Friendo: “Honest question about this Shampoo one-sheet, which presumably appeared on billboards and at bus stops, not to mention in newspapers and magazines:

“Is it in fact depicting what I think it’s depicting or at the very least suggesting, judging by the towel-draped woman in a kneeling, bent-over position?”

HE reply #1: If I answer your question I’ll be slagged by the HE scolding brigade so maybe I should sidestep this.
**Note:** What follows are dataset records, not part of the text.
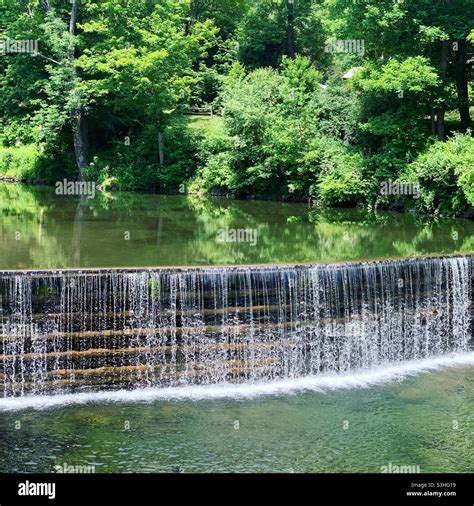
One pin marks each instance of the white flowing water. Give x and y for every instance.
(72, 332)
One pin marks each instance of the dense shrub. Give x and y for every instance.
(445, 173)
(19, 162)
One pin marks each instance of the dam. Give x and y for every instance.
(89, 330)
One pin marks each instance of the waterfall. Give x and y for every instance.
(75, 331)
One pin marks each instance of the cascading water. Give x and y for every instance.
(93, 330)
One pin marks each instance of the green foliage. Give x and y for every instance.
(288, 125)
(19, 162)
(445, 174)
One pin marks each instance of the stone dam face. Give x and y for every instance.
(72, 331)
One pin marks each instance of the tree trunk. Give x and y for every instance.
(440, 113)
(80, 142)
(291, 29)
(79, 123)
(161, 148)
(462, 85)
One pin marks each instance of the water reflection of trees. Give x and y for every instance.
(178, 230)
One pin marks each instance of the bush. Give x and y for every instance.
(20, 162)
(341, 181)
(445, 173)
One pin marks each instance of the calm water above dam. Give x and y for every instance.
(40, 230)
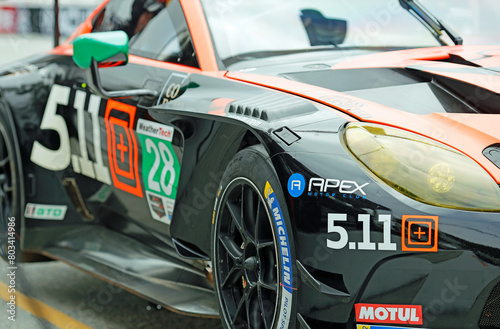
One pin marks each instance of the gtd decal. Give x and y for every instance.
(369, 326)
(419, 233)
(162, 167)
(286, 286)
(296, 185)
(122, 147)
(60, 158)
(389, 314)
(325, 187)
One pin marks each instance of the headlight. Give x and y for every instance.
(423, 169)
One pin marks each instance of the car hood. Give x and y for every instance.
(449, 94)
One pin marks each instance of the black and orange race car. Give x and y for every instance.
(282, 164)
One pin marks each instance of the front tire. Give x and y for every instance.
(252, 247)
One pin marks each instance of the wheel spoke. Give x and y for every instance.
(239, 311)
(269, 286)
(267, 307)
(234, 251)
(246, 250)
(253, 309)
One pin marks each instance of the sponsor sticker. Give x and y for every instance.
(321, 187)
(160, 167)
(420, 233)
(161, 208)
(45, 211)
(286, 272)
(389, 314)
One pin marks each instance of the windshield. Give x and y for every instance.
(263, 28)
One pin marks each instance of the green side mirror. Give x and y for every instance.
(104, 47)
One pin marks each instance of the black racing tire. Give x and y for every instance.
(10, 191)
(253, 253)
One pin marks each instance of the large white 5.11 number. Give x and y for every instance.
(161, 152)
(60, 159)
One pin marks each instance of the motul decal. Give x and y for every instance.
(389, 314)
(122, 147)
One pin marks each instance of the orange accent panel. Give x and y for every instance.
(200, 33)
(119, 152)
(218, 106)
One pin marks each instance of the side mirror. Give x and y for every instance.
(104, 49)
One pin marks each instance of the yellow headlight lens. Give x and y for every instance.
(423, 169)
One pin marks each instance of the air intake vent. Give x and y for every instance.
(272, 107)
(490, 319)
(493, 154)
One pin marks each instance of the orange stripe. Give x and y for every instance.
(200, 33)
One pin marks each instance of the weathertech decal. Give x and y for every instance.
(389, 314)
(160, 167)
(45, 211)
(122, 147)
(420, 233)
(287, 283)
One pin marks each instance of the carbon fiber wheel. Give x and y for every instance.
(248, 258)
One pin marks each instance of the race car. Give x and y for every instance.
(280, 164)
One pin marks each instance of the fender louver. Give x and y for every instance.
(272, 107)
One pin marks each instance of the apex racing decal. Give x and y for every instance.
(45, 211)
(419, 233)
(389, 314)
(320, 187)
(161, 165)
(121, 145)
(284, 246)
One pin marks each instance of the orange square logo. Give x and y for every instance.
(420, 233)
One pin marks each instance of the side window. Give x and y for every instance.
(157, 29)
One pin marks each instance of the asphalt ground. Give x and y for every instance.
(55, 295)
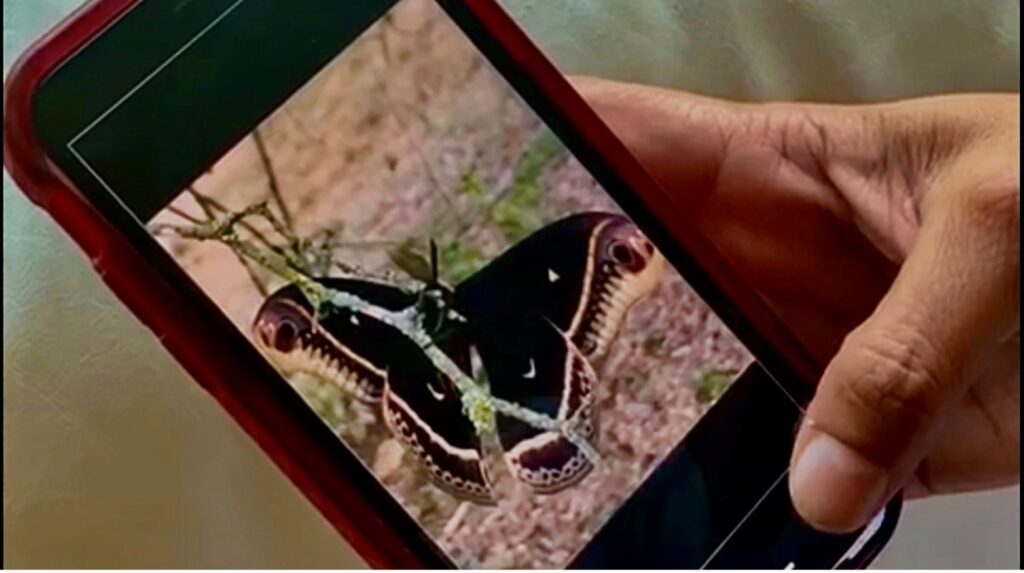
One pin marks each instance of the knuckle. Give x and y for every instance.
(895, 376)
(993, 206)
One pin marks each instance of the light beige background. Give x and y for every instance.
(113, 457)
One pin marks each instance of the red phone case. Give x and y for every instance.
(181, 331)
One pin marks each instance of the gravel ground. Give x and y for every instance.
(424, 149)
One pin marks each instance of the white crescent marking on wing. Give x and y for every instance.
(439, 396)
(531, 373)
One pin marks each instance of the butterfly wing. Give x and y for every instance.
(423, 408)
(340, 347)
(377, 362)
(583, 273)
(531, 363)
(540, 312)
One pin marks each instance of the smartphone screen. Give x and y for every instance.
(473, 316)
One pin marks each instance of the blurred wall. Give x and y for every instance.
(113, 457)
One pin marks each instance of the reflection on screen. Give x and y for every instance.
(457, 298)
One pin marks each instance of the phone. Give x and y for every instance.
(403, 254)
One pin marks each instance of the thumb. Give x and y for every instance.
(896, 376)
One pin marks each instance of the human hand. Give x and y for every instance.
(887, 237)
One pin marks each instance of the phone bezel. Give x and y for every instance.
(375, 524)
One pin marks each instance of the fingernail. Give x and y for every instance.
(835, 488)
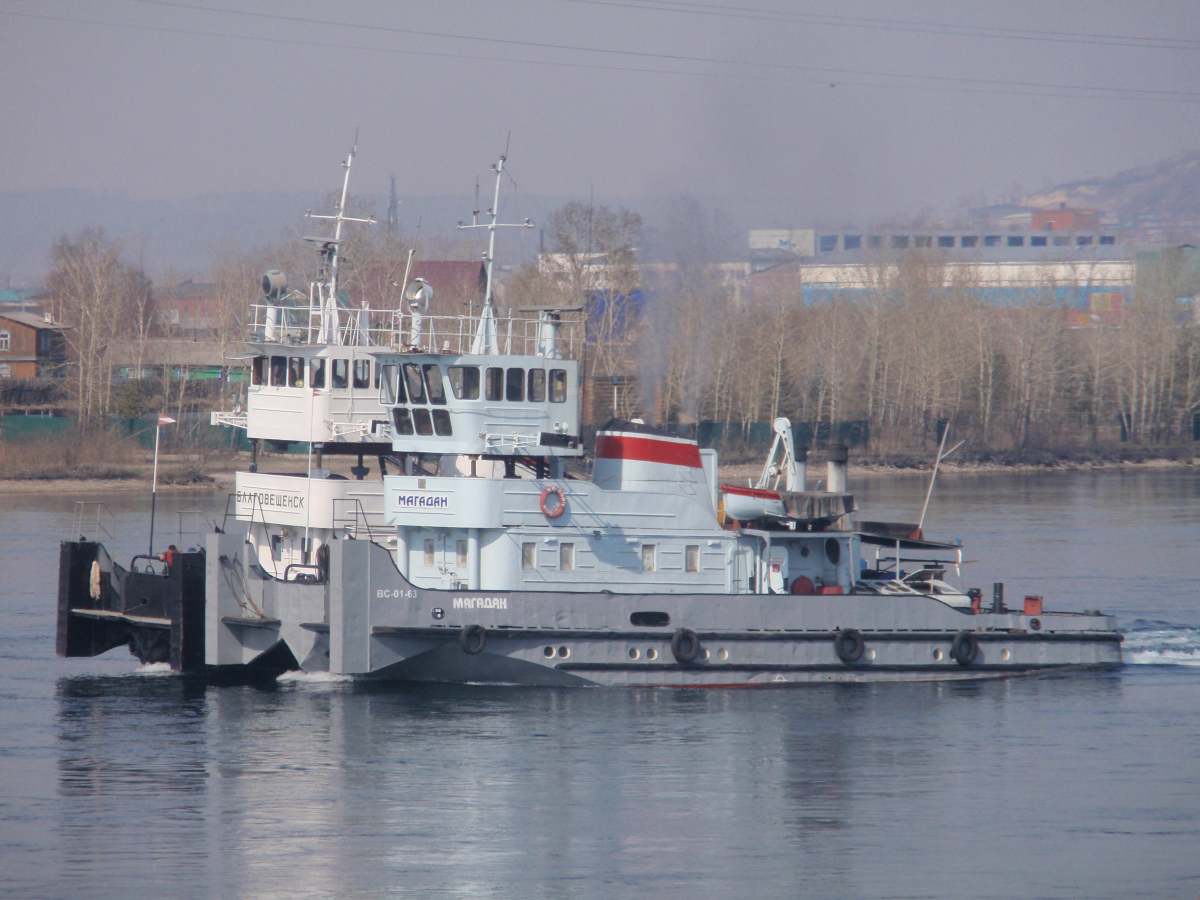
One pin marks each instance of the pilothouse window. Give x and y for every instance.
(495, 384)
(514, 385)
(361, 373)
(414, 382)
(341, 377)
(437, 391)
(389, 376)
(421, 420)
(465, 382)
(558, 385)
(402, 420)
(537, 385)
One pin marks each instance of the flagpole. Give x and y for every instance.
(154, 481)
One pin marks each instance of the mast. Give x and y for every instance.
(485, 335)
(330, 255)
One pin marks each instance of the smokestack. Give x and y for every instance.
(835, 479)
HE reply #2: The frankest and fullest answer I can think of is that the ‘70s were the greatest era for hetero nookie in U.S. history and were arguably the most breathtaking era in this regard since the heyday of ancient Rome, but you can’t even talk about it today without sounding like a pig dinosaur.

HE reply #3: There are two suggestive moments in Shampoo in which Warren Beatty’s George Roundy is blow-drying an attractive woman’s freshly-cut hair (at first a foxy 20something client in the Beverly Hills hair salon and later Julie Christie’s Jackie in her bathroom). Both times the women’s heads are not only facing but mere inches away from Beatty’s Sticky Fingers album cover.

Friendo reply: “Yeah, I know, but get a load of that one-sheet. Aren’t you surprised an ad like that would be appearing in newspapers — FAMILY newspapers — in 1975?”

HE response: Those were the’70s, dude! You had to be there. There’s certainly no explaining the social atmosphere of those days to effing Millennials and Zoomers.